Nesse contexto, a despeito de existir certa celeuma quanto à identificação do ente político competente para disciplinar a atividade de transporte motorizado privado, havendo quem defenda se tratar de incumbência exclusiva da União, certo é que, se houvesse ainda alguma competência legislativa descentralizada e complementar, essa recairia sobre os Municípios, e não sobre os Estados-Membros, mormente diante da intelecção do teor dos supracitados artigos 11, 12, 12-A e 13, da Lei de Mobilidade Urbana.

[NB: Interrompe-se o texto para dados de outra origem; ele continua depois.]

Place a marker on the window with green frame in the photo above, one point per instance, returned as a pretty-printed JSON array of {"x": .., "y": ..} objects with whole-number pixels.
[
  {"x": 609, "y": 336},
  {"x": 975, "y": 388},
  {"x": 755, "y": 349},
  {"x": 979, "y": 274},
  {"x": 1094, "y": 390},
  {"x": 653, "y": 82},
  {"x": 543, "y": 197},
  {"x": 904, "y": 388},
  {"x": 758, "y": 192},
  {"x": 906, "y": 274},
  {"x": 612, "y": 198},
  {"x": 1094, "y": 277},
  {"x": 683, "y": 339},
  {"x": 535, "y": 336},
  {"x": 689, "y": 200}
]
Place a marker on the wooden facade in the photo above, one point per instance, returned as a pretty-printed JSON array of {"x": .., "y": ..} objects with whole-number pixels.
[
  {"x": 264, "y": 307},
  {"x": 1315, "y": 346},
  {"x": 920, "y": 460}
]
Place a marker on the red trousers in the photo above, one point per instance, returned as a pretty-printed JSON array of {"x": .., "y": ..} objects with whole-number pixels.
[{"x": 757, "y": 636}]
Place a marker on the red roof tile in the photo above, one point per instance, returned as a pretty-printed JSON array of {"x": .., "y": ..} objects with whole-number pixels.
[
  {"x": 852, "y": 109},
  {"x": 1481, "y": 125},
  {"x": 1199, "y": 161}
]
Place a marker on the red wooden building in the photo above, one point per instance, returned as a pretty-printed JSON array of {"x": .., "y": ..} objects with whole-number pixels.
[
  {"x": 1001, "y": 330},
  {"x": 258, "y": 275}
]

Como demonstrado acima, a Lei de Mobilidade Urbana parece assumir a interpretação de que a matéria seria, também, uma questão de interesse local. Com efeito, em sintonia com a redação do artigo 12, do aludido diploma legal, é dever do Poder Público Municipal organizar, disciplinar e fiscalizar os serviços de utilidade pública de transporte individual de passageiros, com base nos requisitos mínimos de segurança, conforto, higiene, qualidade dos serviços e, inclusive, a fixação prévia dos valores máximos das tarifas a serem cobradas.

O quadro normativo acena, por conseguinte, para a competência legislativa municipal suplementar, assim como para o exercício do poder de polícia para adequar a prestação do referido serviço aos parâmetros oferecidos pelo regramento federal.

O constituinte de 1988 acolheu o Princípio da Predominância do Interesse, cabendo à União legislar sobre as matérias em que predomina o interesse geral, aos Estados as de predominante interesse regional e aos municípios os assuntos de interesse local.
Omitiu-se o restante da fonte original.